1. It's ... possibly frighteningly ... fun. Once you get on a roll, you're marshalling your thoughts in 500 character, roughly 80-word, nuggest.

2. That's about the same size as one of my 4x6 index cards, filled out fully.

3. Which means it's a bit like outlining an essay, though of course, Timelines and stuff mean that everything is strictly sequential.

4. People can respond to individual cards, either boosting, favouriting, or commenting.


@dredmorbius About tweetstorms, politics and gender: npr.org/sections/alltechconsid

Someone coined the term "mantreading" when several male tweeps discussed US politics via tweetstorm, but this might miss the point. Tweetstorms have always been popular among female users as well (and they might have invented the technique): twitter.com/sarahkendzior/stat

@stefanieschulte Interesting article. Though I've got a whole bushel of problems with terms like "mansplaining" and "manthreading" being tossed around casually. Even /where/ accurate, they are terms which have a great deal of opportunity to make a situation worse, and little to improve, defuse, or prevent it.

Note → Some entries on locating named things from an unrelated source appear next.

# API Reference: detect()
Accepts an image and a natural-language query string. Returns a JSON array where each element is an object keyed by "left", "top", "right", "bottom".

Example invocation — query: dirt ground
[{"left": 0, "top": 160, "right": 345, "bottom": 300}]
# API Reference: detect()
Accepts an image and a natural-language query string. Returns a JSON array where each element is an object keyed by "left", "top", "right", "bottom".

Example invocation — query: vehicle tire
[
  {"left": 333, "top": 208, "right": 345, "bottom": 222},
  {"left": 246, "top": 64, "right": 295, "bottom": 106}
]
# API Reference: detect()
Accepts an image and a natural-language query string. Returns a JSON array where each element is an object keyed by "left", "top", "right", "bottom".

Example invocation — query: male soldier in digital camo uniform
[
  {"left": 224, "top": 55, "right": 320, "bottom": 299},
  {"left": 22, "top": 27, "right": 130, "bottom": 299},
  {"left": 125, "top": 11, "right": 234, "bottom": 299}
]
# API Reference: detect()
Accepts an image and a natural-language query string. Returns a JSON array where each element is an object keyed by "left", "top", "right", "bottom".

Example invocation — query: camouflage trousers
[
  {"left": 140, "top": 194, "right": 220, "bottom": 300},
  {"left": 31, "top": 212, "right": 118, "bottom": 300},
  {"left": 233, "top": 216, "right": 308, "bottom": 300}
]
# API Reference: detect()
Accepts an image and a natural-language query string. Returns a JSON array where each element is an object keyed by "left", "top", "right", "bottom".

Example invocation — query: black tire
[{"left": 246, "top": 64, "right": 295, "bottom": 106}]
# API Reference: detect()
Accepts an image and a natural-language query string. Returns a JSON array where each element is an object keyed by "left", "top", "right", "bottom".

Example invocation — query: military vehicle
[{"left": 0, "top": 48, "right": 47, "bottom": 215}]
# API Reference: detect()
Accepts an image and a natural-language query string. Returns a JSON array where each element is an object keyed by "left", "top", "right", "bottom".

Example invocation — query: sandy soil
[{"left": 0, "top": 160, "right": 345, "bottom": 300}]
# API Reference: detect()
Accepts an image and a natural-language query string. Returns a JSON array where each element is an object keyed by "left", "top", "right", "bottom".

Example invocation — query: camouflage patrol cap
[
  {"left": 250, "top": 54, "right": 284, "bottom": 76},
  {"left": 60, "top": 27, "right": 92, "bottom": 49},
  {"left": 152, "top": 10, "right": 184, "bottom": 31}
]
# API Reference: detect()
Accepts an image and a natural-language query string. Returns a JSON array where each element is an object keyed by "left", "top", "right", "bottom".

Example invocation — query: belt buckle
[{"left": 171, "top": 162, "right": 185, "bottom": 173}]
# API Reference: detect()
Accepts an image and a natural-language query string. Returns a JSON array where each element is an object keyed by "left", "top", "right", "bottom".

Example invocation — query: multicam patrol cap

That's not a denial of privilege or behaviour, but its /also/ a reflection on dynamics of such discussions. There's an essay on the topic I may need to write.

The thread/form bits...

@dredmorbius I think "mansplaining" is more about the receiver than about the sender: Most people seem to be much more patient when men act that way than when women try the same. In real life, I have a tendency to ramble, too, but people usually interrupt me quickly.

I don't think this is the same in social media: Women's tweetstorms don't seem to be received less favourably than men's, at least in my experience.

@stefanieschulte Specific instance comes to mind: someone had posted about a gym/workout issue, being worse at a particular lift than they wanted to be. I responded with some pretty commonplace, though effective, advice. I'd had no idea if the poster was a man or a woman, and didn't much care, I'd followed them for a year or more. The response was that I was "mansplaining'.

I pointed out the several issues with the claim, and tried to return the matter to workouts. It didn't stay there.

@stefanieschulte At which point I elected to delete my contributions to the thread and block the user.

If the first assumption coming out of the gate is that some pseudonymous profile writing in good faith is mansplaining...then productive discussion seems unlikely to happen. I don't have the cycles for that fight.

I've been trying really hard not to cheer loudly in agreement with @maiyannah's recent thread about the privilege knapsack. But her views are refreshing.

@dredmorbius @maiyannah Counterpoint: In real life, I often have to listen patiently to men rambling on and on about topics I'm more knowledgeable about than they are, but they don't let me get a word in edgewise, no matter how hard I try. This behavior is socially acceptable.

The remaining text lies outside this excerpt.